In contrast to the often impoverished and fragile rural communities depending on crop agriculture, pastoralist communities in low- and middle-income countries typically were able to secure much higher levels of ASFs.
This is the case for both ancestral [Wilkin et al. 2020] and contemporary variants (the
Turkana are still obtaining 62% of their calories from dairy and
12% from meat, fat, and blood) [Lea et al. 2020]. In India, 6-8% of the population is directly or indirectly involved in pastoralism, providing three quarters of the national meat supply and half of the country's milk [Kukreti 2020].
The industrial transition: meat is back on the menu
During the 18th and, especially, 19th century, ASFs became widely accessible albeit predominantly in the industrializing countries of the West. This was particularly the case for the production of red meat, due to a series of technological developments (e.g., cooling technologies), improved logistics and transportation means (e.g., railways), a rising urban demand for meat, and a rapid transformation of the food chain [Leroy & Degreef 2015; Leroy et al. 2020].

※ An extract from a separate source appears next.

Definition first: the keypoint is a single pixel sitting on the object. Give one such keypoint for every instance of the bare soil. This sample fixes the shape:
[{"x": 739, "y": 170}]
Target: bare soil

A sharp increase in stature was seen [Our World in Data 2019], suggesting improved nutrition due to a higher intake of energy, protein, and micronutrients (although other factors, such as a reduced prevalence of infections, must also have been of importance). The transition did not, of course, result in a return to Paleolithic-style diets [despite the initial gains in nutritional adequacy, suggestive of a diet more adapted to the biological needs of humans; see elsewhere], neither with respect to quality nor quantity of ASF consumption (for the better or worse). Moreover, the diets of industrialized countries eventually
(d)evolved into what is now known as 'the Western diet', incorporating large amounts of ultra-processed foods [Cordain et al. 2005; see elsewhere]. Much of the controversies related to ASF consumption relates to how they have been inserted in the Western diet, rather than being a result of their intrinsic properties.